In January 2021, the inauguration of President Biden ushered in a new wave of immigration reform with the signing of multiple executive orders that aim to create a more humane and equitable immigration system. Black immigrants and refugees are an integral part of this conversation on immigration issues and make up a large fraction of immigrants who have been attacked by cruel policies in the past few years, including the now-defunct Muslim Travel Ban, which targeted Muslims from majority African countries, and the rise of black immigrant deportation by ICE, including 72 Haitians who were deported during the first week of Black History Month.

For many Black immigrants and refugees in the U.S., law enforcement and immigration are two sides of the same cruel coin that are built on anti-Black racism. Because of this, Black immigrants are subjected to increased policing and, despite only making up around 7 percent of the non-citizen population, represent over 20 percent of those in deportation proceedings on criminal grounds.

Photograph: Jim Watson/AFP/Getty Images

AAFSC is committed to continuing working with our partners to ensure all immigrants and refugees, including Black immigrants and refugees, are protected and remain safe with their families. This cannot happen without swift action from our elected officials. We urge the new federal administration to work quickly to end the wrongful deportations of vulnerable communities, eliminate detention centers that keep families separated, and address the framework of anti-Black racism that the U.S. immigration system was built on.

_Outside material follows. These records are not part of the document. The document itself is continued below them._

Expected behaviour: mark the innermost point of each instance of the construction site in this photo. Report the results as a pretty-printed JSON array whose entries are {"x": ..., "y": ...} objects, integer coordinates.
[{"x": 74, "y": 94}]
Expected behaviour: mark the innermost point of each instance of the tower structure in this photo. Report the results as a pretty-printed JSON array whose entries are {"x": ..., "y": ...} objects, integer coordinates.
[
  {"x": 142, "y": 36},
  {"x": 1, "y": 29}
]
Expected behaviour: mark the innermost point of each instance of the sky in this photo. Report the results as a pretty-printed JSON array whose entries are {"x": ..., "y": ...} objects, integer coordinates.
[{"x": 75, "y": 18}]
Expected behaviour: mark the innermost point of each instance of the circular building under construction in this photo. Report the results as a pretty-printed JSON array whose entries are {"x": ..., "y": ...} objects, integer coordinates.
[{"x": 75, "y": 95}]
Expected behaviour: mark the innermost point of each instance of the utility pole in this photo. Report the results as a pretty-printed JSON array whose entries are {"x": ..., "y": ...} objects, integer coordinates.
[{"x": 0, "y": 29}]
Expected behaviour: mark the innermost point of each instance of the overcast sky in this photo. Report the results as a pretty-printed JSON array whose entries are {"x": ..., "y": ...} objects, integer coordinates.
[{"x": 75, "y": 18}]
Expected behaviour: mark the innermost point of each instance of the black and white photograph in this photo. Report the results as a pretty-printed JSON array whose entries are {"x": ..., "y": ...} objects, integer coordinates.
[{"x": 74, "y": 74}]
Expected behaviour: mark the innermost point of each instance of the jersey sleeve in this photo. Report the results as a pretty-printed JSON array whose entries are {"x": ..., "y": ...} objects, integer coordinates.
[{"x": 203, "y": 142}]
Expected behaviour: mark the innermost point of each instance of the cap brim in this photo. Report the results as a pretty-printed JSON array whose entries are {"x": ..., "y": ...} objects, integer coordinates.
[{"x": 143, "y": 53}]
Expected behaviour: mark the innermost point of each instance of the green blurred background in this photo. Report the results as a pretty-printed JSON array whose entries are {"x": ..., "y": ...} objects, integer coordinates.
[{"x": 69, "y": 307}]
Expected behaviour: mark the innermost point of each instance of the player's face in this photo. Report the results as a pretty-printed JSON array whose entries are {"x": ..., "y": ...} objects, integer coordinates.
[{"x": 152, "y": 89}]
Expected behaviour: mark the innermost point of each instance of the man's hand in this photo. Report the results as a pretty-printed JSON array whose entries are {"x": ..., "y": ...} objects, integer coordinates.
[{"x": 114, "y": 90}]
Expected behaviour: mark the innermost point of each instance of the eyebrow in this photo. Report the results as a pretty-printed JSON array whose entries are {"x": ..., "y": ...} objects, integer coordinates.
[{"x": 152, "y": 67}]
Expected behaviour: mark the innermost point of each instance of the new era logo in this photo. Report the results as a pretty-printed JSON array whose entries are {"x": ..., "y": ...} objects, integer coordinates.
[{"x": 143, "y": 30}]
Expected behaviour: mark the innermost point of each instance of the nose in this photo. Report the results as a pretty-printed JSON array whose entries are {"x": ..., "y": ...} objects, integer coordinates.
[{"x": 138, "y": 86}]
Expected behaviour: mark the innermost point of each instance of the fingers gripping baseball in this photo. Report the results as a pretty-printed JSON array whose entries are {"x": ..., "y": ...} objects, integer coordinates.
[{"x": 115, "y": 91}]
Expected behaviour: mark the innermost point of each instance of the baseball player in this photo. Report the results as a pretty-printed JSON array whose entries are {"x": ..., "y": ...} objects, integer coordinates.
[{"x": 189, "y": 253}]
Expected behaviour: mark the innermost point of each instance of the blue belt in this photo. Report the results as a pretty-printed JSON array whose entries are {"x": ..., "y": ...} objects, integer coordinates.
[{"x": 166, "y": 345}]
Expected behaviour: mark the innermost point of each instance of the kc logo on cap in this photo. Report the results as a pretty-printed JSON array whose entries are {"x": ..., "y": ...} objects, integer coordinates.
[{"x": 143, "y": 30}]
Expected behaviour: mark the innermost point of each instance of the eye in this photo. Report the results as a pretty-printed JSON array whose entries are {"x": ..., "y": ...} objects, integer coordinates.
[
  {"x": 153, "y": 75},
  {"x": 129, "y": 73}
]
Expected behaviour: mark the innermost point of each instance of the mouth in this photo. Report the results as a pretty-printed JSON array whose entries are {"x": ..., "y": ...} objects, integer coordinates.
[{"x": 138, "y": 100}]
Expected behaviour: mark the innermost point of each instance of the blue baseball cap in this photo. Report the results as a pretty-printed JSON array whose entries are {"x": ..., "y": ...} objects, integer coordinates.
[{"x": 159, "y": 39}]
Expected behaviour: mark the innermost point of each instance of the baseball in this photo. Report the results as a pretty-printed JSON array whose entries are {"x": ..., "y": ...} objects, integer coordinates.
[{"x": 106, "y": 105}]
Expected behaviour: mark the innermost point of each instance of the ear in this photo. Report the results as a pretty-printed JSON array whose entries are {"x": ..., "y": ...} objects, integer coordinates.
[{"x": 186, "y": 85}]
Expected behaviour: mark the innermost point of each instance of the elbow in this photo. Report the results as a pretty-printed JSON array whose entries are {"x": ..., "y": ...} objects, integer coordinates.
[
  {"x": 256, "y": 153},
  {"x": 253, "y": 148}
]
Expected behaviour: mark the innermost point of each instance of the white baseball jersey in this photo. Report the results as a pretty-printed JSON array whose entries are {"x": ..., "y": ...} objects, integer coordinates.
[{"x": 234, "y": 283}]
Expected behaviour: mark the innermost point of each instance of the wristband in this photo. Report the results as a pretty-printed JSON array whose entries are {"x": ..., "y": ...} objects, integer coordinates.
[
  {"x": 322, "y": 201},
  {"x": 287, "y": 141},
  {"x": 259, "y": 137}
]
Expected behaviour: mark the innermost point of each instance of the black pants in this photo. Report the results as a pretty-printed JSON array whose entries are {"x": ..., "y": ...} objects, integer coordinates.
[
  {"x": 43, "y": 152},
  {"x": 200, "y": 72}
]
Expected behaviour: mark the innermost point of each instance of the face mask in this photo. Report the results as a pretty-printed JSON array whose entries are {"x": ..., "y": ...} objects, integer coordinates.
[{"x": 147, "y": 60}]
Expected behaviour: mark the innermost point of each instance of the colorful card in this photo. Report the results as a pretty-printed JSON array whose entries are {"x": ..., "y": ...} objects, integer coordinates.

In addition to our activism, AAFSC is proud to embed Black History Month discussions into our Get Ready initiatives to build bridges between different marginalized communities and honor shared experiences. Like past years, our Readiness Program and Young Adult Programs have prioritized Black History Month conversations, reflections, and activities to ensure our program participants have a holistic curriculum and space to grow as community members committed to social justice.

At AAFSC, we value the connections we have built with Black organizations, elected officials, and community members. Our organization stands strictly against racism, colorism, classism, segregation, homophobiaxenophobia, sectarianism, sexism, ableism, ageism and all other forms of oppression. AAFSC recognizes the importance of allyship and is joining the Movement for Black Lives, LGBTQIA+ community members, and all those who experience othering in solidarity and collective action. We look forward to building on the promising foundation introduced by the new administration that will build a safer New York and United States for all immigrants and refugees.